A visualization to examine the association life expectancy with alcohol consumption over time.
Figure Interpretation: For all of these years, Life Expectancy increases as Alcohol Consumption increases. The Life Expectancy increases by years.
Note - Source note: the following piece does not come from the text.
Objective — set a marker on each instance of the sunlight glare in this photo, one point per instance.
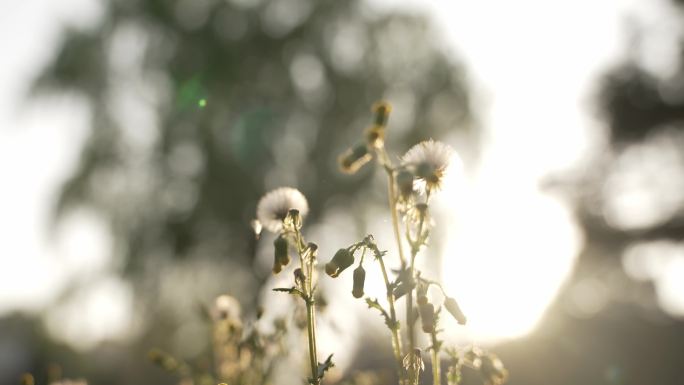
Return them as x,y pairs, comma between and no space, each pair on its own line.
510,248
Construct a multiple linear regression model to examine the association between alcohol consumption and life expectancy, adjusted for time and sex. First use time as a linear predictor variable, and then fit another model where you put a cubic regression spline on time. Provide summaries of your models, plots of the linear and non-linear associations, and interpretation of the linear and non-linear associations.
##
## Call:
## lm(formula = Life_Expectation ~ Year + Sex + Alcohol, data = dat)
##
## Residuals:
## Min 1Q Median 3Q Max
## -27.421 -5.276 2.071 6.275 16.226
##
## Coefficients:
## Estimate Std. Error t value Pr(>|t|)
## (Intercept) -581.31471 36.40924 -15.97 <2e-16 ***
## Year 0.32453 0.01812 17.91 <2e-16 ***
## SexMale -8.77330 0.25312 -34.66 <2e-16 ***
## Alcohol 0.54729 0.02111 25.92 <2e-16 ***
## ---
## Signif. codes: 0 '***' 0.001 '**' 0.01 '*' 0.05 '.' 0.1 ' ' 1
##
## Residual standard error: 8.539 on 6688 degrees of freedom
## Multiple R-squared: 0.1912, Adjusted R-squared: 0.1909
## F-statistic: 527.1 on 3 and 6688 DF, p-value: < 2.2e-16
## `geom_smooth()` using formula = 'y ~ x'
## `geom_smooth()` using formula = 'y ~ x'
##
## Family: gaussian
## Link function: identity
##
## Formula:
## Life_Expectation ~ s(Year, bs = "cr") + Sex + Alcohol
##
## Parametric coefficients:
## Estimate Std. Error t value Pr(>|t|)
## (Intercept) 70.83944 0.15717 450.73 <2e-16 ***
## SexMale -8.77330 0.25312 -34.66 <2e-16 ***
## Alcohol 0.54729 0.02111 25.92 <2e-16 ***
## ---
## Signif. codes: 0 '***' 0.001 '**' 0.01 '*' 0.05 '.' 0.1 ' ' 1
##
## Approximate significance of smooth terms:
## edf Ref.df F p-value
## s(Year) 1 1 320.8 <2e-16 ***
## ---
## Signif. codes: 0 '***' 0.001 '**' 0.01 '*' 0.05 '.' 0.1 ' ' 1
##
## R-sq.(adj) = 0.191 Deviance explained = 19.1%
## GCV = 72.965 Scale est. = 72.921 n = 6692
## Analysis of Variance Table
##
## Model 1: Life_Expectation ~ Year + Sex + Alcohol
## Model 2: Life_Expectation ~ s(Year, bs = "cr") + Sex + Alcohol
## Res.Df RSS Df Sum of Sq F Pr(>F)
## 1 6688 487698
## 2 6688 487698 5.3624e-09 2.8405e-07 0.7264 5.223e-08 ***
## ---
## Signif. codes: 0 '***' 0.001 '**' 0.01 '*' 0.05 '.' 0.1 ' ' 1
Interpretation: From the plots, summary, and the ANOVA table of both models, we found there is no difference between them, which means there is no additional effect if we add a cubic regression spline on Year. Overally speaking, both model tells that the life expectation gets higher linearly by year, alcohol consumption, and females have higher life expectation than males.